Posted by barry on April 7, 2015 Data, Data Analytics

This is followup to our post on Get More Out of Your Net Promoter Score by Linking Customer Behavior.

What’s the best way to measure how happy your customers are?

As we started to think about that question, we investigated what other companies are doing. After some investigation, we settled on using a Net Promoter Score to measure customer satisfaction. This is a common methodology that has some big advantages: it’s well understood, useful for benchmarking because it’s commonly used, easy to administer, simple to read, and so easy for your customers that you’ll get a high response rate.

A classic NPS survey asks two simple questions: “How likely are you to recommend our company to a friend or colleague on a scale of 0 to 10?”, followed by an open-ended question about why the respondent gave you that score.

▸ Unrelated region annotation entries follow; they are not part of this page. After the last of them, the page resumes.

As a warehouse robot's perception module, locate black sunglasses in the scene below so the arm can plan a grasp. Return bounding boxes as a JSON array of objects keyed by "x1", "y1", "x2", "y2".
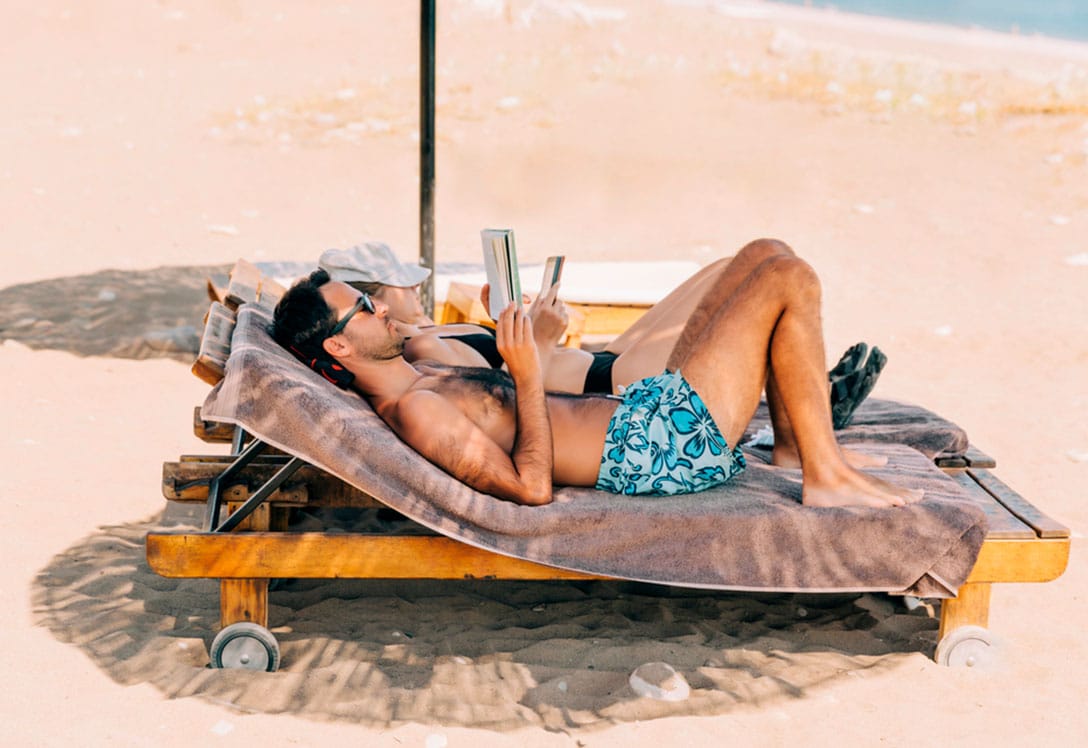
[{"x1": 325, "y1": 291, "x2": 374, "y2": 338}]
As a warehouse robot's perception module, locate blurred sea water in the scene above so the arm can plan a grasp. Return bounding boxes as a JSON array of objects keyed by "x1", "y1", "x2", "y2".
[{"x1": 774, "y1": 0, "x2": 1088, "y2": 41}]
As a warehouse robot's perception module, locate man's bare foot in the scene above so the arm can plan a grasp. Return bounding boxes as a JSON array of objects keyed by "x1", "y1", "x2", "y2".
[
  {"x1": 770, "y1": 444, "x2": 888, "y2": 470},
  {"x1": 801, "y1": 468, "x2": 925, "y2": 507}
]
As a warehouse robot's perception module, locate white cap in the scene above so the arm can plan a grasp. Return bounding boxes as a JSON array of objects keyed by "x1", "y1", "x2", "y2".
[{"x1": 318, "y1": 241, "x2": 431, "y2": 288}]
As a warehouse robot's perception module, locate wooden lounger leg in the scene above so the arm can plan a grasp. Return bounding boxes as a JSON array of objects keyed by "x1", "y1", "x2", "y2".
[
  {"x1": 219, "y1": 486, "x2": 272, "y2": 628},
  {"x1": 937, "y1": 582, "x2": 990, "y2": 639},
  {"x1": 219, "y1": 579, "x2": 269, "y2": 628},
  {"x1": 934, "y1": 582, "x2": 994, "y2": 668}
]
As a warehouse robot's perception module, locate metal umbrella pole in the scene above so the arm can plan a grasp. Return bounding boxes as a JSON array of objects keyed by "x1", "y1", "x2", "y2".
[{"x1": 419, "y1": 0, "x2": 435, "y2": 316}]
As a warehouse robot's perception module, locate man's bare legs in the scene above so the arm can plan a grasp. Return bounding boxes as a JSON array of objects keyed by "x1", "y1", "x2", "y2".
[
  {"x1": 605, "y1": 239, "x2": 793, "y2": 385},
  {"x1": 668, "y1": 242, "x2": 922, "y2": 507}
]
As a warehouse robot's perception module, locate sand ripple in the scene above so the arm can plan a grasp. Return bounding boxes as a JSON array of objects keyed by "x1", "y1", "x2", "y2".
[{"x1": 34, "y1": 512, "x2": 937, "y2": 731}]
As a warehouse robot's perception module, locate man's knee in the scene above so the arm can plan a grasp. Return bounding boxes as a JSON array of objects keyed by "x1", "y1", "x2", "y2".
[
  {"x1": 761, "y1": 254, "x2": 820, "y2": 299},
  {"x1": 738, "y1": 239, "x2": 796, "y2": 264}
]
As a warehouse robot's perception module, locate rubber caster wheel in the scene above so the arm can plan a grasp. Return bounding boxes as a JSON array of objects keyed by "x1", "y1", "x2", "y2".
[
  {"x1": 209, "y1": 621, "x2": 280, "y2": 673},
  {"x1": 934, "y1": 626, "x2": 994, "y2": 668}
]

Calculate your Net Promoter Score by taking the percentage of customers who gave you a 9 or 10 (Promoters) and subtracting the percentage who gave you a 0 to 6 (Detractors). So, if 50% of your customers gave you a 9 or 10, and 27% gave you a 6 or below, your NPS is 23.

NPS is a single index of customer happiness that is not only easy to trend, but also easy to tie to your customer information.

Surveying Our Customers

We followed the usual NPS practice of surveying a third of our users each month, so that each user gets surveyed once per quarter. I pulled a list of email addresses using Chartio using the remainder of their user ID when divided by three. This divided the user list into thirds in a way that was easily trackable and constant over time.

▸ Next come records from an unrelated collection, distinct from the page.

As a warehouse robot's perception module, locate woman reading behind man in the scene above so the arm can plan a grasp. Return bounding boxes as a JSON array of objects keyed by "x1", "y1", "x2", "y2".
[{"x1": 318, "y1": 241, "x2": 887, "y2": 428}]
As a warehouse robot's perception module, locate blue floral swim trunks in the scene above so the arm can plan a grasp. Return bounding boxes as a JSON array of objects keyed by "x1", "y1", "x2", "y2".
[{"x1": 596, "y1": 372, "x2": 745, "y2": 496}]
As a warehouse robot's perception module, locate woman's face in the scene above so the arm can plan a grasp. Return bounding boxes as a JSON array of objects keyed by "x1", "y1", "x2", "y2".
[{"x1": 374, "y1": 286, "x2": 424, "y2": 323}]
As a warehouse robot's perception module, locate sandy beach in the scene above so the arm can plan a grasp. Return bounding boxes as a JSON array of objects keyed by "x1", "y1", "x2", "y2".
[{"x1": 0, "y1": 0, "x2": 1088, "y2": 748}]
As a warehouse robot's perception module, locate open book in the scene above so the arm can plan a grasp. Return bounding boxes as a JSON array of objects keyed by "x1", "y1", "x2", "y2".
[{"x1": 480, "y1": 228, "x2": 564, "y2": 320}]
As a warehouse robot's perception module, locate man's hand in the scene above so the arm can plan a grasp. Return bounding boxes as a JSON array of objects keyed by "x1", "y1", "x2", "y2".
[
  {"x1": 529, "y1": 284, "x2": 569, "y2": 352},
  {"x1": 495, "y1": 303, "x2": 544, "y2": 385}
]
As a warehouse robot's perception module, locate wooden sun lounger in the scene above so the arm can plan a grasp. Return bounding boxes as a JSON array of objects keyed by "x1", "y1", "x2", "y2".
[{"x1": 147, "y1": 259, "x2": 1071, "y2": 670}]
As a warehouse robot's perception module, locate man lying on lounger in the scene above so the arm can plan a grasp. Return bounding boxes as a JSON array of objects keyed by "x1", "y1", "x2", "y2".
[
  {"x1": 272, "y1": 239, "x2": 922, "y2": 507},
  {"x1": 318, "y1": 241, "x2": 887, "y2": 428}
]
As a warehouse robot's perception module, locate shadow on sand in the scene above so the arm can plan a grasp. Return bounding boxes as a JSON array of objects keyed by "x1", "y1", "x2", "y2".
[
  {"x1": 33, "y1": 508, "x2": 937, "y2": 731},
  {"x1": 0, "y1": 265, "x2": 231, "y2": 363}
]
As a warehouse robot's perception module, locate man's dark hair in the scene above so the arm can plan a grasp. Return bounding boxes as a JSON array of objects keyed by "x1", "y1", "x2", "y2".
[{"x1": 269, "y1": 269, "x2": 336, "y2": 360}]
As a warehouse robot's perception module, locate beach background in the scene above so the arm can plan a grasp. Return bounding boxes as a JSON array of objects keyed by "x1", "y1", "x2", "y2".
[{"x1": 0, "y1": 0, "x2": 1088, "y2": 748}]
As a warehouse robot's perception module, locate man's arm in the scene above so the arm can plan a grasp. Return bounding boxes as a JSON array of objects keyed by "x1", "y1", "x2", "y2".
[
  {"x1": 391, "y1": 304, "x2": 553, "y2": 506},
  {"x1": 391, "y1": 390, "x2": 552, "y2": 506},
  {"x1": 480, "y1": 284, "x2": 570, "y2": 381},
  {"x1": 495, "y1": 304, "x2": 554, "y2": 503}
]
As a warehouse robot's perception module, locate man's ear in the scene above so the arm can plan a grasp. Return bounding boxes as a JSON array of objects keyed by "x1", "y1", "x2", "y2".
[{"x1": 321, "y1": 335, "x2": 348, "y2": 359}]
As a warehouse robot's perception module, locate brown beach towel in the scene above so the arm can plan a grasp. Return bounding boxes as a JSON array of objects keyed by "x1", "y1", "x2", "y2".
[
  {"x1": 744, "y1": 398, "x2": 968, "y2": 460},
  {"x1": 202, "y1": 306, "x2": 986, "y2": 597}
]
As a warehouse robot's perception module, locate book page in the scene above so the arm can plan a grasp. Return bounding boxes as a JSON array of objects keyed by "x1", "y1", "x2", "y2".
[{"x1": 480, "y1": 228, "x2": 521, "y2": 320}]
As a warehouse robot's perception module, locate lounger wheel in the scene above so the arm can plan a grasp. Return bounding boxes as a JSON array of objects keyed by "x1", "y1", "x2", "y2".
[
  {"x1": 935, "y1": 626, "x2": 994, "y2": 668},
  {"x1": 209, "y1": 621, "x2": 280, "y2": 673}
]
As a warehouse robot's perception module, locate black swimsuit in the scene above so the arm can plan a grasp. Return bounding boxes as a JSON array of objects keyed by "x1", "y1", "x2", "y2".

To survey our users, we used Promoter.io which makes it easy to send a NPS survey to your customers and to review the results. SurveyMonkey also has a set of easy to use NPS templates. Or you could use an on-site survey tool, such as Qualaroo. Promoter.io makes it easy to tag your open-ended responses for deeper analysis and provides a terrific-looking dashboard for reviewing your results.

Promoter.io's dashboard does a great job of showing you the current state of each NPS survey.

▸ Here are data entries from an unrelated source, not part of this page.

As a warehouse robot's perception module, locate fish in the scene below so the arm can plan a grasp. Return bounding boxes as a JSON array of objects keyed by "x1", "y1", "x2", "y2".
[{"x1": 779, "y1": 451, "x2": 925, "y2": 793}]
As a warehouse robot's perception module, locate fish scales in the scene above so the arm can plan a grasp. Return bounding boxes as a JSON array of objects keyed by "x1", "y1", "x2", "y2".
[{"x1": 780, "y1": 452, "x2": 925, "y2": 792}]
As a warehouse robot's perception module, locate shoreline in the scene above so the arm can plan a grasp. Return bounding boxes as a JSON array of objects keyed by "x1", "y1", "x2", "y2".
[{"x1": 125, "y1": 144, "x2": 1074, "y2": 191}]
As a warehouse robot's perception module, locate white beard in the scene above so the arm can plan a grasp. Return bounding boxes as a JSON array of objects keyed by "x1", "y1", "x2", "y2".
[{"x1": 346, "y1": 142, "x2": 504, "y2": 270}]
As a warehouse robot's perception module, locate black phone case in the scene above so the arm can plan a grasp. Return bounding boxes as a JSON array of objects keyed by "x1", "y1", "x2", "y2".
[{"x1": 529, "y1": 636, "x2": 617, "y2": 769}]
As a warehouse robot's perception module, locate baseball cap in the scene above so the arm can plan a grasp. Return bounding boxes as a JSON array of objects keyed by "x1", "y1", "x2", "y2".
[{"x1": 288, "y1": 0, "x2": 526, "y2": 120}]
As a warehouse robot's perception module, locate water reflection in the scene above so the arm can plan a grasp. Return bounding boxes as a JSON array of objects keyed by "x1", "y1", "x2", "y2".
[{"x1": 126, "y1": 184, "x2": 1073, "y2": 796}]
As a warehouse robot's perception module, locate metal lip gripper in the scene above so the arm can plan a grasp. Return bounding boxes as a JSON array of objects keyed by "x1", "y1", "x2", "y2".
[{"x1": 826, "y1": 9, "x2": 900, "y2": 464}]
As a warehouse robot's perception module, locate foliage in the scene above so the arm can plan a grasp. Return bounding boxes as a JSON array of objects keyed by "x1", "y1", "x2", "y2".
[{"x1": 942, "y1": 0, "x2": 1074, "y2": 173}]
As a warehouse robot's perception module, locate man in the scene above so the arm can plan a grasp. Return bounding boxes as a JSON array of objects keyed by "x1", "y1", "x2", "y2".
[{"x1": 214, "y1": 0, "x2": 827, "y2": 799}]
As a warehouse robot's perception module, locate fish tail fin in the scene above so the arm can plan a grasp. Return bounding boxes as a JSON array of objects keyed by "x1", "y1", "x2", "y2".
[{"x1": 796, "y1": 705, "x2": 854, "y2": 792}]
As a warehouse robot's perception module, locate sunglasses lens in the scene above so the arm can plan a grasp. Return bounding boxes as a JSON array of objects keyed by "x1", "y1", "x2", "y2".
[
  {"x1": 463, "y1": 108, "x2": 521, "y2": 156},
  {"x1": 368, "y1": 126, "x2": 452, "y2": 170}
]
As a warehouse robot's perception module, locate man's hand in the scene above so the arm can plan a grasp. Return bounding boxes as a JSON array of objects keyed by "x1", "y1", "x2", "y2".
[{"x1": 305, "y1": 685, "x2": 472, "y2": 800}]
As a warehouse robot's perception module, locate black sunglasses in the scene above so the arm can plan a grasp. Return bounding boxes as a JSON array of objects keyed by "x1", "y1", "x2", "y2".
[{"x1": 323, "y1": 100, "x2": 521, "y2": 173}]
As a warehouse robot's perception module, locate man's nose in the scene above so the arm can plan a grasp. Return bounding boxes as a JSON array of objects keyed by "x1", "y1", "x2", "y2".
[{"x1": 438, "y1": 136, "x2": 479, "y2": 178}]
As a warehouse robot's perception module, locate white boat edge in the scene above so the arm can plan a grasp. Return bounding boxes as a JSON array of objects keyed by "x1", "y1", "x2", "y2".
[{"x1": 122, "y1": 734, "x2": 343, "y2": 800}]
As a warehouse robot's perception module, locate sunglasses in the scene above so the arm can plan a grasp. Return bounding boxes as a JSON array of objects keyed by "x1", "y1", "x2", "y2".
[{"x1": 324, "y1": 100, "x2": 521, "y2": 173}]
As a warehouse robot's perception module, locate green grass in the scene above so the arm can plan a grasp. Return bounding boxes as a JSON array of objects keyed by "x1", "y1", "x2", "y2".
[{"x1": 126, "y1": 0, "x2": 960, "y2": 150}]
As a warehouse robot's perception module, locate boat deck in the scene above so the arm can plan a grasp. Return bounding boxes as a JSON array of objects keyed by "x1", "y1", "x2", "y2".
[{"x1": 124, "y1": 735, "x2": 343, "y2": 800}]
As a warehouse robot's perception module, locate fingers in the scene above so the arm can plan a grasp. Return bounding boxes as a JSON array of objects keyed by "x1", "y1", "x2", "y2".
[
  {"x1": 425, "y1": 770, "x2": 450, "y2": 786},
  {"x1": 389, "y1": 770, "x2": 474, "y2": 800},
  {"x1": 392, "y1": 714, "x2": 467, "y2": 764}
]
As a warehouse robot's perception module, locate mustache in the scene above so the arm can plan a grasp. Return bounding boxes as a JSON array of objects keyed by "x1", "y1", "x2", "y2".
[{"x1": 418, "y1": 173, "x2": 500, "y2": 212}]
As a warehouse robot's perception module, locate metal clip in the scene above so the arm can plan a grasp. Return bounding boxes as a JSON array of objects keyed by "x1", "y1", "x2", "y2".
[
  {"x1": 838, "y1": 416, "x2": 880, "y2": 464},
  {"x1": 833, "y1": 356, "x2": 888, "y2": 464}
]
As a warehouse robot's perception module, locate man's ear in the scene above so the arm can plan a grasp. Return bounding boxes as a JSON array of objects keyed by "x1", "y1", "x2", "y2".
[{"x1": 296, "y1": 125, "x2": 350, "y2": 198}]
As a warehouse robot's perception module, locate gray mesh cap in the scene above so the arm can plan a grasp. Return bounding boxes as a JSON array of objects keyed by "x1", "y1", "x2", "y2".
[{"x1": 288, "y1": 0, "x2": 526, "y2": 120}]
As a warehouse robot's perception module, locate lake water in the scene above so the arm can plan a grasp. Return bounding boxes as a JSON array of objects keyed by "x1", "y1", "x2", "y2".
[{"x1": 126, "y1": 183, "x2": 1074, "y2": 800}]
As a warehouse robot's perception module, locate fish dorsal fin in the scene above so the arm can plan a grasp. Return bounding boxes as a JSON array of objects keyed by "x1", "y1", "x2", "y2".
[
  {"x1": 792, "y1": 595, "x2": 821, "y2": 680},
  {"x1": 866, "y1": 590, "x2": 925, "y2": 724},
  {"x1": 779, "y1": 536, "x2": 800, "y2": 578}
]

Promoter.io’s dashboard does a great job of showing you the current state of each NPS survey.

Promoter.io also makes it easy to follow up with users who gave us a low score (yes, there were a few of those) and see what we could do to improve their satisfaction with Chartio. We’re convinced that this process will not only help us track our user satisfaction, but actively improve satisfaction and reduce churn.

Not Everyone Likes NPS

Supporters of NPS will often claim that there is a strong connection between NPS and company growth. Although we’re skeptical of that bold claim, it worked for us as a simple index of customer satisfaction, and we’re also not convinced that it has any of the mystical properties that some consultants attribute to it.

The calculation of the NPS also involves some assumptions about, say, the difference between a willingness to recommend and passivity, which may not be correct.

NPS Best Practices & Recommendations

Make sure you’re able to integrate your NPS data with your user data. We were able to use email addresses to link user satisfaction responses to our users’ accounts and their behavior in our system.

Respond to unhappy - and happy - customers. We made a point of responding to every customer who took the time to respond to our survey. Either addressing any issues they had, passing on their suggestions to our engineering team, and simply thanking them for letting us know what they think.

Keep your methodology simple and repeatable. We chose Promoter.io because they made it simple to survey a third of our customers each month, follow up with a second survey for non-responders, keep our surveys consistent, and track our responses as they came in.

Don’t expect to find useful benchmarks for free. Individual companies closely guard their NPS scores, so the only companies with useful benchmark data for a particular industry (say, enterprise SaaS companies) are unlikely to share that information without charging a lot for it.